From smarter software, to better search results, to intuitive social media and even self improving websites, AI is starting to take the best parts of marketing and customer intelligence to create scenarios where the time from analysis through to recommendation and then action can be almost instantaneous.
If you thought digital marketing itself was a revolution thanks to its in depth data and the opportunities that provides, AI is going to supercharge the whole thing and have you making money hand over foot! AI is already deeply embedded in advertising platforms like Adwords and when used correctly is showing great results for businesses as long as you have enough traffic and activity to teach the machines.
For a full report on what’s currently possible with AI, click here.
And last but never least:
SEO (Search Engine Optimisation) – The mobile revolution is in full swing
If you’re not sure what we mean by “the mobile revolution” then we’re pretty sure you must have been living under a rock for the last 10 years, but to summarise succinctly: Mobile online activity far outweighs desktop activity and has done for a long while now. In particular, mobile search has exceeded desktop search since 2015. We already did an in depth blog on the latest development, which is Mobile First Indexing, but to speak on the wider implications of it all and how you can benefit from it in an SEO sense, our prediction is that it will now be safer to lean towards lower word counts (800-1200) in time and focus much more on a simple mobile user experience. We’ll leave it to the previous blog to explain it in more detail.
You can also find a detailed rundown on how to approach the Content Marketing aspect of SEO for 2018 in another previous blog here.

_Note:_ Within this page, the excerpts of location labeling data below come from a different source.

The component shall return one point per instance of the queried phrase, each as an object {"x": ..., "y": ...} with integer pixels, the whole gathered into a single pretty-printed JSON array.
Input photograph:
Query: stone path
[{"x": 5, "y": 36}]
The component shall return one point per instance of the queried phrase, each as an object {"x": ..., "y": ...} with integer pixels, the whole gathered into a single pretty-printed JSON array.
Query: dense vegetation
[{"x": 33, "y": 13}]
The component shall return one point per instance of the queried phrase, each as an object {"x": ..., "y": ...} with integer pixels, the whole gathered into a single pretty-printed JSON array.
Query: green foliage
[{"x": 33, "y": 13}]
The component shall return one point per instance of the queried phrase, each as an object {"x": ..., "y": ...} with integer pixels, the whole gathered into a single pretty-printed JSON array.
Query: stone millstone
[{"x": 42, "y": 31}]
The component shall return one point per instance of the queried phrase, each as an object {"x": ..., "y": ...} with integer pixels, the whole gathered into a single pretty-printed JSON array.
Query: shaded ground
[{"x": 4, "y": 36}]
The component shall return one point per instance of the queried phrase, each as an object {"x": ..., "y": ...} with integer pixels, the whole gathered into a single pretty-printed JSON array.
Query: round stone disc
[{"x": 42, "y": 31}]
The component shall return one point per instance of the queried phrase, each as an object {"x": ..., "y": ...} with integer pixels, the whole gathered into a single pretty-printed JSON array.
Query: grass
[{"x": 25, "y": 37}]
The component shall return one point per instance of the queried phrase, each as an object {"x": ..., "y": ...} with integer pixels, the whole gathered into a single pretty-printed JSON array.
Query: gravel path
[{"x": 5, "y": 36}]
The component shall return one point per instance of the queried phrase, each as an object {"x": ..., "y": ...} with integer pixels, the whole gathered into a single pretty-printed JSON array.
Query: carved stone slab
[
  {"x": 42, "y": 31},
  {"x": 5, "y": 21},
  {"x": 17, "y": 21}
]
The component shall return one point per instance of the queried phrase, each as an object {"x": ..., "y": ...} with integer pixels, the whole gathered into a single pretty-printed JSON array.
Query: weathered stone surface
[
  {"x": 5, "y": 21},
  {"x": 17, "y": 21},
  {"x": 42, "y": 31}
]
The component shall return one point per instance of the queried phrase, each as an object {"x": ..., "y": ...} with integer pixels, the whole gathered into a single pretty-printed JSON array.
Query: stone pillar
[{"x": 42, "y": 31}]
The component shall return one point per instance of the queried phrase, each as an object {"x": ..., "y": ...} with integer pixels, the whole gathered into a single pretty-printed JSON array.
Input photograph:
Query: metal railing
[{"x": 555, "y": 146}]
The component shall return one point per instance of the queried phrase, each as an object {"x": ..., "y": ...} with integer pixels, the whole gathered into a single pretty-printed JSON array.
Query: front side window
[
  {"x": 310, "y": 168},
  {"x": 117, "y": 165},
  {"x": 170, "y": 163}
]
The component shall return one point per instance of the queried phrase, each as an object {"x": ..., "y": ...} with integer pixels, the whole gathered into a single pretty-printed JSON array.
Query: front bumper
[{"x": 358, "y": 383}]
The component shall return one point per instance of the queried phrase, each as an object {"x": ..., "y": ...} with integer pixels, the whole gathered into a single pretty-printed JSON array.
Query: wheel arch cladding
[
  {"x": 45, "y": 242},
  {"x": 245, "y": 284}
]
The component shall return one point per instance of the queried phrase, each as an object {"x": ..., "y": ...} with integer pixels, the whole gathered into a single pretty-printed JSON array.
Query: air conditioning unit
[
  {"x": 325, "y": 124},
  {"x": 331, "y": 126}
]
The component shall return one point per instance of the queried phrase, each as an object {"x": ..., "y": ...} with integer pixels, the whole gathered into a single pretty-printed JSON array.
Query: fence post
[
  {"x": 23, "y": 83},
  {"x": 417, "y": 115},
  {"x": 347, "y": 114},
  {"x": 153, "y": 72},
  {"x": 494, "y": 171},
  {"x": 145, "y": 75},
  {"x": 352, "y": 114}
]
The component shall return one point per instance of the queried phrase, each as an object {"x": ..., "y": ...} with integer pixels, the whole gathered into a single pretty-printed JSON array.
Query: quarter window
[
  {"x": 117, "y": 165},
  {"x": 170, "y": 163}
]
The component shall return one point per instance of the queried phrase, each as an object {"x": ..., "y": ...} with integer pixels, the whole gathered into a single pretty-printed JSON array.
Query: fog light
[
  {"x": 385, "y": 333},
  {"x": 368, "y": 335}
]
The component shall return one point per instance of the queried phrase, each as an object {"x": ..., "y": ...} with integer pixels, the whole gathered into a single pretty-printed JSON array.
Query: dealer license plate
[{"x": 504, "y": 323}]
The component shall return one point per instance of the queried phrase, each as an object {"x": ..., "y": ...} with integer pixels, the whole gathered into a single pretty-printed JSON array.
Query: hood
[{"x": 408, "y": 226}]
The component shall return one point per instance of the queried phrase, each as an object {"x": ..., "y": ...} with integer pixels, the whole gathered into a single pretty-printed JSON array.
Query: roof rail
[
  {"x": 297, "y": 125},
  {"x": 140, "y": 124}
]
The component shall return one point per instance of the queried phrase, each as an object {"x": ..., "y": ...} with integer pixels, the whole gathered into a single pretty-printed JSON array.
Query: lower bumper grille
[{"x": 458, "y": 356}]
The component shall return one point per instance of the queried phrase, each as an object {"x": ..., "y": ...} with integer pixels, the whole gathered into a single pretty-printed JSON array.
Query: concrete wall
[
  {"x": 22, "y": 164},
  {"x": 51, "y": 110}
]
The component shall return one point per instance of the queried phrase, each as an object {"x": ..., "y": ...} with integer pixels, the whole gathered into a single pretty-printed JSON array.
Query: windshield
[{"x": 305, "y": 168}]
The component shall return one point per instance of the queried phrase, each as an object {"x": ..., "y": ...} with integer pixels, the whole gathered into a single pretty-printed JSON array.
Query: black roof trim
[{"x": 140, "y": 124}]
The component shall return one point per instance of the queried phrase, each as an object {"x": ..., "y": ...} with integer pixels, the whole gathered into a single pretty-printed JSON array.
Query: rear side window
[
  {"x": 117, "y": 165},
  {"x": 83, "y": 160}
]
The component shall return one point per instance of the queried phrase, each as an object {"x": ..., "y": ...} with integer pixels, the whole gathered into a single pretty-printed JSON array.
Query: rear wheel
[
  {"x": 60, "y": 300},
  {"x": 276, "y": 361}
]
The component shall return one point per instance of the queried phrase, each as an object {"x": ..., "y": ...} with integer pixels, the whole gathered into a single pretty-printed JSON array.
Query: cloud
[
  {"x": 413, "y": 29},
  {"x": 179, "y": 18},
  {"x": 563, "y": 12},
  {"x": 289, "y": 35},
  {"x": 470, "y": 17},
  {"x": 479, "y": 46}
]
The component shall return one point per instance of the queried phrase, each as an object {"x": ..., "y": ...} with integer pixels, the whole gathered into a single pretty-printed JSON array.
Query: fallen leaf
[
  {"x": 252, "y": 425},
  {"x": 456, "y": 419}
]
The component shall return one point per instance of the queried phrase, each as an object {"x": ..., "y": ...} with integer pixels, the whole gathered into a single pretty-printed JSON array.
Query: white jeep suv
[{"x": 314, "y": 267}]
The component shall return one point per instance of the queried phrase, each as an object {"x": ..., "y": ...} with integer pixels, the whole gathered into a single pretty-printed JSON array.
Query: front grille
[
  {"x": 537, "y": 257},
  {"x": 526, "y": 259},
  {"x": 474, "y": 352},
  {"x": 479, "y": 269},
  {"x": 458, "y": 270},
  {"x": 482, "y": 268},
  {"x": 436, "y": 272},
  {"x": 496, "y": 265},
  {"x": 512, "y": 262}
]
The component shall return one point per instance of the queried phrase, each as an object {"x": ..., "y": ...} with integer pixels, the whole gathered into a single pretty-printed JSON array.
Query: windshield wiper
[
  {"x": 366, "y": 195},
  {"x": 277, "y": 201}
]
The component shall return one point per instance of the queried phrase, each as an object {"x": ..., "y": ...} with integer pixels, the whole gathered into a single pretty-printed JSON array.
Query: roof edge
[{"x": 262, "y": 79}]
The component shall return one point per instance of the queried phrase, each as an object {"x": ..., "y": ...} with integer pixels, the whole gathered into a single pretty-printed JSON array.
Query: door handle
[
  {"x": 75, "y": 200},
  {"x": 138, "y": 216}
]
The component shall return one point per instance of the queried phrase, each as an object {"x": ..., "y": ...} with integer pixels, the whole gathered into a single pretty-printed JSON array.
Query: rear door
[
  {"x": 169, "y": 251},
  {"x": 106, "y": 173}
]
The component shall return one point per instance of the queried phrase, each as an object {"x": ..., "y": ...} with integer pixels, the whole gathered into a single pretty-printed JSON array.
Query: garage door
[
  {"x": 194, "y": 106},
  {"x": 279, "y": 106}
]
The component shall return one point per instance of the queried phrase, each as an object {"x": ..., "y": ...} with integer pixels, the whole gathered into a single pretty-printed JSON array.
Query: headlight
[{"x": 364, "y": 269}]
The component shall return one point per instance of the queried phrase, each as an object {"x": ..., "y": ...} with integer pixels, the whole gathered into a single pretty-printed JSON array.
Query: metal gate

But 3000 words and 18 pieces of reference material in we can imagine you’ve got a lot to think about and hopefully a lot to put into action! The key with digital marketing is not just knowledge, but action. Talking about how great your data is without making any efforts to use it to move forward and have even better stats to talk about is a disappointingly common trap that many businesses fall into. Don’t get distracted, get motivated!